Добавить в цитаты Настройки чтения

Страница 10 из 33



Вообще, водоём, возле которого мне довелось служить, кипел как питательный бульон, переполненный амёбами и инфузориями. Но это наблюдалось лишь по великим фанатским праздникам.

В обычные же дни тут было тихо – с некоторых пор даже автовладельцы брезговали мыть здесь свои машины. Разве что выходцы с Кавказа по невежеству и настырности пытались проникнуть сюда. Однажды у меня даже произошла с ними перестрелка, и меня ранили в палец.

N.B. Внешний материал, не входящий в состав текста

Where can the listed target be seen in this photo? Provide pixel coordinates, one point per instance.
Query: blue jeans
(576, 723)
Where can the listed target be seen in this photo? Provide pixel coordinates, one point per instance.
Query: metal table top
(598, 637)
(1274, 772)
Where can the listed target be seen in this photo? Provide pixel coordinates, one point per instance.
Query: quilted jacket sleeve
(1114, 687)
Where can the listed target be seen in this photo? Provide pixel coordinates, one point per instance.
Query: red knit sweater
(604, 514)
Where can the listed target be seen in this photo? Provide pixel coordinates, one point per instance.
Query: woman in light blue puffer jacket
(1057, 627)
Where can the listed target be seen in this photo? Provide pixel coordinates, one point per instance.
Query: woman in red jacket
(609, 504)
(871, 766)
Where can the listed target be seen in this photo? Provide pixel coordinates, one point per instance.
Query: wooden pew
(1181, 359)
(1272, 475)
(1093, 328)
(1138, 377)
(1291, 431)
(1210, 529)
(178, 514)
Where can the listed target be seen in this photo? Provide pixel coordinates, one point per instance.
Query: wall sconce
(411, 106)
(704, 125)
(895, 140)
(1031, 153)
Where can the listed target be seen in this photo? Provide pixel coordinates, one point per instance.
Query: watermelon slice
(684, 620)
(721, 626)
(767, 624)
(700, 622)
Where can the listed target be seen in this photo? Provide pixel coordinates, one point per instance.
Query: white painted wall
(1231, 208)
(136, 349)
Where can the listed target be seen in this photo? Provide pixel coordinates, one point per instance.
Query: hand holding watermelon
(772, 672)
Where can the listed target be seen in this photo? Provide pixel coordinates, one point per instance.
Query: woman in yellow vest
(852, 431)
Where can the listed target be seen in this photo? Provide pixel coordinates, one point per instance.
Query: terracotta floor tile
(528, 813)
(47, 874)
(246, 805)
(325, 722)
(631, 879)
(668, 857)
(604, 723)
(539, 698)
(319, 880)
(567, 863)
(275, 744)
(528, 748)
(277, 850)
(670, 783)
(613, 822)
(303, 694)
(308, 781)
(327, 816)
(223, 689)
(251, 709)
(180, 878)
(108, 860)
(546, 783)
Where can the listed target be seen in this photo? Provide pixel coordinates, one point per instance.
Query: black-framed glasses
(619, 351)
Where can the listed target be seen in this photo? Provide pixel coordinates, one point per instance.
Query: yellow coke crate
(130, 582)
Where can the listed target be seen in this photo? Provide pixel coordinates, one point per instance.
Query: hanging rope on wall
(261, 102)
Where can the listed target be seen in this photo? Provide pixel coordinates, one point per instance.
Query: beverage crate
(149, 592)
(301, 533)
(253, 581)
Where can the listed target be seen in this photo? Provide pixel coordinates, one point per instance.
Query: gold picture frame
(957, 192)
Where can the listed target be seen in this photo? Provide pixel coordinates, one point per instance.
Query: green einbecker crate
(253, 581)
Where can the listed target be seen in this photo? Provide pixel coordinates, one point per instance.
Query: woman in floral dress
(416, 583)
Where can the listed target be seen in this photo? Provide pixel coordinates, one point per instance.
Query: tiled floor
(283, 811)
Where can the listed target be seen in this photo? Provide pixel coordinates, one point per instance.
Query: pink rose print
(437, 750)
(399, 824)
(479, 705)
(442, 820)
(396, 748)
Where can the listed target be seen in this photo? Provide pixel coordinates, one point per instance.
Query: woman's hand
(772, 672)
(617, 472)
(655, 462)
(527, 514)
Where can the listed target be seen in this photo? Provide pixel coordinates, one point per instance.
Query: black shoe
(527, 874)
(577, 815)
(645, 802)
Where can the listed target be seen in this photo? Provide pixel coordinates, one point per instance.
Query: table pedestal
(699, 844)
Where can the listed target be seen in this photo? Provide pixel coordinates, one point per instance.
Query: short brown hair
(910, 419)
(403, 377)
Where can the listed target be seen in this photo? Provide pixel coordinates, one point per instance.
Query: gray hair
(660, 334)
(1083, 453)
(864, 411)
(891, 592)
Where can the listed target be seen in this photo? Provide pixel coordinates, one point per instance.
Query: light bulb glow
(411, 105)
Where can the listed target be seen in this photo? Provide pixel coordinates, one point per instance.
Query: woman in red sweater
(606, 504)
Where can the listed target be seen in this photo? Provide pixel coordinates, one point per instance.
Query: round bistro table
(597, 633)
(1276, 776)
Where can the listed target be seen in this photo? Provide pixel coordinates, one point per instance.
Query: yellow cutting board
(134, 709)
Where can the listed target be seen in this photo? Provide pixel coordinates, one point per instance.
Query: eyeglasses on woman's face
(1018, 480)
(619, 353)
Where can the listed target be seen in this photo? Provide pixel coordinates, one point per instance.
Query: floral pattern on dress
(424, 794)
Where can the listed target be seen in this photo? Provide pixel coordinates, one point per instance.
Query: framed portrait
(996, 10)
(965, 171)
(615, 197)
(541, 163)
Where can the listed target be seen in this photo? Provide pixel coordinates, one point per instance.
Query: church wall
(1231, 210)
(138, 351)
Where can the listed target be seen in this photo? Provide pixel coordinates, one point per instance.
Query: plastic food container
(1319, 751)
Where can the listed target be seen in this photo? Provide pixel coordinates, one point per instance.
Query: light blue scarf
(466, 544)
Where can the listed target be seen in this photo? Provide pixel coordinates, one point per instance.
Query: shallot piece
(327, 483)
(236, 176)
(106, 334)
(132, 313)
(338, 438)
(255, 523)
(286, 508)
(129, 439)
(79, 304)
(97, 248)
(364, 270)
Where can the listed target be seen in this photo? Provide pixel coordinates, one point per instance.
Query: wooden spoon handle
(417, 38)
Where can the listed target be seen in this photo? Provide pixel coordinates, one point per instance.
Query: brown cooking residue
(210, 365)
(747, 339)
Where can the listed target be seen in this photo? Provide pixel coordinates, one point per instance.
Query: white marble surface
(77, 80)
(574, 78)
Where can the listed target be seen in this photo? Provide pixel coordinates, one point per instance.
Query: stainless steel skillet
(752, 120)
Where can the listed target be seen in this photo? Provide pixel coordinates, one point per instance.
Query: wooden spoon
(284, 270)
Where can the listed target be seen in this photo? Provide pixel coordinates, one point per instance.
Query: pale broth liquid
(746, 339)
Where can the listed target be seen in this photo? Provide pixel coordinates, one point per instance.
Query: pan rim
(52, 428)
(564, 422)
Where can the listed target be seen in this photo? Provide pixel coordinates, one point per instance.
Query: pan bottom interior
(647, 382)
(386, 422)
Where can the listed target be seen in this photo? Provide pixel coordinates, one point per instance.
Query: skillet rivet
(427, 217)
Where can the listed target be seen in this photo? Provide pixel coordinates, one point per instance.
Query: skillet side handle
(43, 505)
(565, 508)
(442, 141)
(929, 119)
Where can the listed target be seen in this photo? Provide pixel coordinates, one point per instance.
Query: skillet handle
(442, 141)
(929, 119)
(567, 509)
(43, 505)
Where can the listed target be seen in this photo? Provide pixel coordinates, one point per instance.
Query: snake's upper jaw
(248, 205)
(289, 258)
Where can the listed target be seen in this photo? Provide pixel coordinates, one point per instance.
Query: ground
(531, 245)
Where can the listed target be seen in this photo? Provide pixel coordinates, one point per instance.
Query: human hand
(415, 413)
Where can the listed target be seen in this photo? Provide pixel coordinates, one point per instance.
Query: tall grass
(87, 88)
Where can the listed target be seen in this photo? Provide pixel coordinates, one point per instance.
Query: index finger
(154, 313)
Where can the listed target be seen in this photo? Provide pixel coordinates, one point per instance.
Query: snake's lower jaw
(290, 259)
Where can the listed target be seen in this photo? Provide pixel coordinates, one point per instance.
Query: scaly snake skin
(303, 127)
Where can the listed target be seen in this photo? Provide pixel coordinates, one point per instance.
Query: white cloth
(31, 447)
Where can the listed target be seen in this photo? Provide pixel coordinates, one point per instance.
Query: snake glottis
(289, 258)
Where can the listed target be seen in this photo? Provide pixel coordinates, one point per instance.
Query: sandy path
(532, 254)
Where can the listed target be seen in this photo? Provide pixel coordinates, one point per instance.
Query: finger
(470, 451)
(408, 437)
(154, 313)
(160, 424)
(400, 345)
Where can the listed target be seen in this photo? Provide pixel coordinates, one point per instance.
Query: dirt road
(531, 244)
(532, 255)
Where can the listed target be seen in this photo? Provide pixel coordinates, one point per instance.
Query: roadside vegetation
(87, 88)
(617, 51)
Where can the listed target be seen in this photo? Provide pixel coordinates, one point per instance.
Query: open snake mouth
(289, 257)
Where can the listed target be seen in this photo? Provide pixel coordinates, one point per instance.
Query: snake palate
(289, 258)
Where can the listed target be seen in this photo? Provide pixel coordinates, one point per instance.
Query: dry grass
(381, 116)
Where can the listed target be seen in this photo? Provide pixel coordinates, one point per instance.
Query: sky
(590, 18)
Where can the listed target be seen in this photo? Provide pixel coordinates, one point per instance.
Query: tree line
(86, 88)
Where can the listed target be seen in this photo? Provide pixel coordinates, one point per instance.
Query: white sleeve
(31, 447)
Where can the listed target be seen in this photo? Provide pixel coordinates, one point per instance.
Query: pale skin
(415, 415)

Я сколотил себе будочку на берегу пруда, и её многие принимали за туалет, так что требовалась дополнительная бдительность. Там я и ночевал, не выпуская оружия из рук.

Когда же случались молодёжные нашествия, мне, разумеется, отряжали подмогу. Нам запрещалось вмешиваться в процесс до тех пор, пока в воде не оказывалось одного или нескольких утопленников.

Тут мы принимались свистеть в свистки, стреляли в воздух из ракетниц и трассирующими пулями, разматывали сверхпрочные сети и начинали лов. Мёртвых, после того, как подоспевший врач констатировал смерть, мы запаковывали в спецмешки. А живых, после того как являлся полк милиции, сдавали под арест. Обычно двое-трое из этих архаровцев получали сроки, впрочем, чаще всего условные. Ибо не проходило и полугода, как я снова видел в пруду некоторые из этих наиболее выдающихся физиономий.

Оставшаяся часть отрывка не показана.